Melanoma brain metastases represents a significant clinical challenge, frequently associated with high morbidity and mortality. Recent advancements in neuroimaging, radiation therapy, and targeted systemic therapies, specifically BRAF and MEK inhibitors, have improved the management of this condition. Nevertheless, the optimal therapeutic approach for melanoma brain metastases remains a subject of ongoing debate, with no universally accepted treatment protocol. The combination of stereotactic radiosurgery with targeted therapy using encorafenib and binimetinib in patients harboring BRAF V600E mutation holds therapeutic promise but requires careful toxicity management to ensure both safety and efficacy.

CASE REPORT

A 61-year-old male with metastatic BRAF V600E-mutated melanoma presented with a 20 mm brain metastasis in the right occipital lobe, manifesting as acute-onset diplopia. The patient was undergoing systemic therapy with encorafenib and binimetinib for metastatic lung involvement. Brain MRI revealed a metastatic lesion with surrounding edema. To minimize the risk of overlapping toxicities, a treatment strategy was devised, combining stereotactic radiosurgery with a temporary cessation of targeted therapy.
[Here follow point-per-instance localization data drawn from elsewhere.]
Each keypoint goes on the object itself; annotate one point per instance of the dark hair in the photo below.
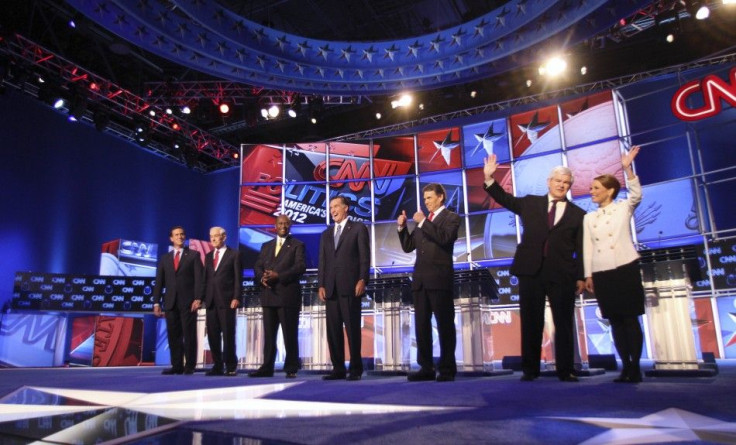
(171, 232)
(342, 198)
(609, 182)
(438, 190)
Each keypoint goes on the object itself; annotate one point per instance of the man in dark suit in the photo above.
(432, 282)
(278, 269)
(179, 276)
(222, 283)
(344, 266)
(548, 262)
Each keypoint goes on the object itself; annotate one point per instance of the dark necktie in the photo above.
(551, 213)
(337, 234)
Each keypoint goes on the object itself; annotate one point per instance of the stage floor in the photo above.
(141, 406)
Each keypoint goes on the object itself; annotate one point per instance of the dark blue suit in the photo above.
(180, 288)
(340, 269)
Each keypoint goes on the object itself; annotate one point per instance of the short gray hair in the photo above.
(219, 230)
(562, 170)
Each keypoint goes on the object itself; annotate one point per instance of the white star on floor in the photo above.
(243, 402)
(669, 425)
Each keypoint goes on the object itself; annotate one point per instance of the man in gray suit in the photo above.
(223, 290)
(344, 267)
(179, 277)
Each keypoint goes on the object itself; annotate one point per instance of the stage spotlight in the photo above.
(101, 119)
(403, 101)
(554, 66)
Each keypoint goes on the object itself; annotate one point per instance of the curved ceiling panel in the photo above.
(202, 35)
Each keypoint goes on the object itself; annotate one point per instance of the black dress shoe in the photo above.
(422, 375)
(334, 376)
(261, 373)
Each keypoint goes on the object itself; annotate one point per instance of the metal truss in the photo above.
(102, 94)
(539, 98)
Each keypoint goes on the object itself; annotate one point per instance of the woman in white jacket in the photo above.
(612, 266)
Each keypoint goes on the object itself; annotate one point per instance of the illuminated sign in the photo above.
(713, 89)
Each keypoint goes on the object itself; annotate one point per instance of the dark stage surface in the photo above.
(139, 405)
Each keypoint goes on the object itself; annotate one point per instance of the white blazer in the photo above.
(607, 242)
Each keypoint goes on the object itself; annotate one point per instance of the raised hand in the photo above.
(628, 158)
(401, 221)
(489, 167)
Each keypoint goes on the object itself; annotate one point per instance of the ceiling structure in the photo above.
(342, 60)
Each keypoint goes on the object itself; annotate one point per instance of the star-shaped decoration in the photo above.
(390, 52)
(434, 44)
(445, 148)
(368, 54)
(259, 34)
(282, 42)
(532, 129)
(345, 53)
(414, 49)
(121, 20)
(486, 140)
(303, 47)
(238, 26)
(261, 61)
(501, 18)
(521, 7)
(479, 28)
(222, 48)
(457, 37)
(669, 425)
(324, 51)
(135, 413)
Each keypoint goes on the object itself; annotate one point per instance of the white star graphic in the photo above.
(445, 148)
(669, 425)
(165, 409)
(486, 140)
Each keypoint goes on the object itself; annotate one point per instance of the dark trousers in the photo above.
(344, 310)
(532, 292)
(221, 337)
(629, 341)
(439, 303)
(288, 318)
(181, 329)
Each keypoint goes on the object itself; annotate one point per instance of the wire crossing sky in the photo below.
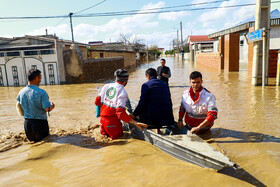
(154, 21)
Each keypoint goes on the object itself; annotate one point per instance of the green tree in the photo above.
(154, 50)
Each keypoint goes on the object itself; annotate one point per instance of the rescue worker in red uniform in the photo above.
(112, 100)
(198, 106)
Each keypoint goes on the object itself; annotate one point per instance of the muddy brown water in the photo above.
(247, 131)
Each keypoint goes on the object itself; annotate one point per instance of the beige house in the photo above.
(19, 54)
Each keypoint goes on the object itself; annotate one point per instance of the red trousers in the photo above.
(111, 126)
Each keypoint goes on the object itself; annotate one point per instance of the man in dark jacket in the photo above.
(163, 72)
(155, 105)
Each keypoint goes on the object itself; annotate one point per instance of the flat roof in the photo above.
(24, 46)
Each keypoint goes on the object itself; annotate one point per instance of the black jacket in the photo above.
(155, 105)
(165, 70)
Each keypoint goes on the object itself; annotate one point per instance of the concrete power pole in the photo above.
(174, 47)
(262, 20)
(182, 47)
(177, 41)
(70, 15)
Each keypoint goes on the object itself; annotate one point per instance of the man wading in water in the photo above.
(35, 104)
(112, 100)
(163, 72)
(198, 106)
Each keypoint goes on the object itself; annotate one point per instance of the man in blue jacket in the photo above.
(155, 105)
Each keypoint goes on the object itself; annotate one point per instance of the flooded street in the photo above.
(247, 131)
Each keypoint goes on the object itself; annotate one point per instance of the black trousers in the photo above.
(36, 129)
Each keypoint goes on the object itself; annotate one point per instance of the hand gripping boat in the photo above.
(191, 148)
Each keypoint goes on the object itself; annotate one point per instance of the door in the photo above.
(15, 72)
(34, 63)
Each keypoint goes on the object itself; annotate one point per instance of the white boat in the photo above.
(191, 148)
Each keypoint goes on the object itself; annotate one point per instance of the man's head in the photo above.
(34, 76)
(163, 62)
(122, 76)
(196, 80)
(151, 72)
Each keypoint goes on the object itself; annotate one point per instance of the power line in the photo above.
(90, 7)
(158, 12)
(131, 13)
(60, 21)
(170, 7)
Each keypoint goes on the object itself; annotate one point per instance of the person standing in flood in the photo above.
(35, 104)
(112, 101)
(198, 106)
(163, 72)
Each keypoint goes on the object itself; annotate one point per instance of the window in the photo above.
(51, 74)
(30, 53)
(33, 66)
(1, 78)
(15, 75)
(13, 53)
(46, 52)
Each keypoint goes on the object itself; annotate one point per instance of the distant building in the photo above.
(232, 50)
(131, 53)
(161, 50)
(19, 54)
(199, 43)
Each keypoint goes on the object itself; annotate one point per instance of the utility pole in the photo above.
(177, 41)
(182, 47)
(173, 47)
(261, 48)
(70, 15)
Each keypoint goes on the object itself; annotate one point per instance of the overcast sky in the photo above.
(157, 29)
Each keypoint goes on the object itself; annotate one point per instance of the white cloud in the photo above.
(58, 30)
(115, 27)
(173, 16)
(230, 15)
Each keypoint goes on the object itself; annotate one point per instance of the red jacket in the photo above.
(198, 107)
(112, 100)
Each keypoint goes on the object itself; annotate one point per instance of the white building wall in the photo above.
(3, 72)
(24, 63)
(21, 74)
(243, 48)
(54, 71)
(216, 45)
(274, 38)
(32, 61)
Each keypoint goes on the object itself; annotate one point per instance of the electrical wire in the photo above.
(131, 13)
(170, 7)
(90, 7)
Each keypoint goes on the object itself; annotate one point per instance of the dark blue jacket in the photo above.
(155, 105)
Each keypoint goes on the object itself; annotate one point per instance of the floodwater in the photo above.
(247, 131)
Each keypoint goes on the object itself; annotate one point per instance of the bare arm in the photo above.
(203, 124)
(50, 108)
(139, 125)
Stereotactic radiosurgery was administered at a total dose of 27 Gy in three fractions, with enco-rafenib and binimetinib paused 24 hours prior to, and resumed 24 hours following, the radiosurgery. Following treatment, the patient's diplopia resolved completely, and a follow-up MRI two months later demonstrated near-total regression of the brain metastasis. At 30 months post-treatment, the patient remained free from recurrence and continued systemic therapy with excellent tolerance and no reported adverse effects.

CONCLUSIONS

This case demonstrates the efficacy and safety of combining stereotactic radiosurgery with encorafenib and binimetinib for managing melanoma brain metastases with BRAF V600E mutation. This approach provided effective disease control, as evidenced by symptom resolution, near-complete regression on MRI, and sustained remission at 30 months, with no adverse effects observed. Further studies are needed to establish standardized protocols for optimizing outcomes in this patient population.